In the beginning you are thrust into a job with a group of environmentalists/activists/terrorists known as AVALANCHE, trying to take down ShinRa Inc. the ones behind the reactors that suck the land dry of its life source, mako. As you skulk through Midgar with your group you get to know all of its members, finding main characters along the way, get sidetracked, separate and reunite after major battles only to finally discover there is a greater evil at work. Events take you all around the globe via boats, submarines, airships, buggies and or course chocobos. You'll witness more incredible scenes at caverns, beaches, glaciers, temples, mountain tops, marshes, the ocean floor, the sky and even outer space, all whilst taking on nightmarish enemies and gaining new powers. Limit Breaks spice up battles using unique individual abilities to deal major damage after taking enough yourself. Secret characters hide away and must be convinced to aid you in your quest to save the world from utter chaos and destruction. If all that wasn't enough, you can try your hand at taking on optional bosses that appear in the later stages of the game, some with over 1,000,000 Hit Points.
Final Fantasy VII has endured so much success it has spawned several spin offs.
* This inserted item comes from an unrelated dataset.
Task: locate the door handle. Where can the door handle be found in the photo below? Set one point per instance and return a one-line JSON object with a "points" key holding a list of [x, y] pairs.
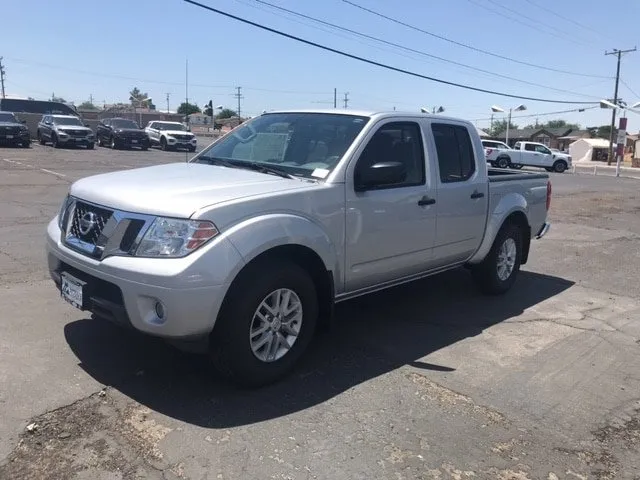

- Advent Children, a film set 2 years after the events of VII
- Dirge of Cerberus, a PS2 game revealing further insight to one of VII's most mysterious characters
- Last Order, a short anime film remodelling one of the epic events of VII
- Before Crisis, a mobile phone game about ShinRa's special branch, The Turks
- Crisis Core, a PSP game shedding light on events before VII
With all that you could say Square-Enix have milked the franchise, but to be fair to them, they have gone about it with respect to the original and catered to the fans needs. Its no wonder that with all this success, the internet forums are a buzz with the hype of a remake. If all my ramblings of reminiscant nostalgia hasn't at least tempted you, my apologies, but it is my impression that you are missing out on an absolute gem and the best game ever made. 15 years later, its still going strong.
Summary: It's like Elvis - 50,000,000 fans can't be wrong.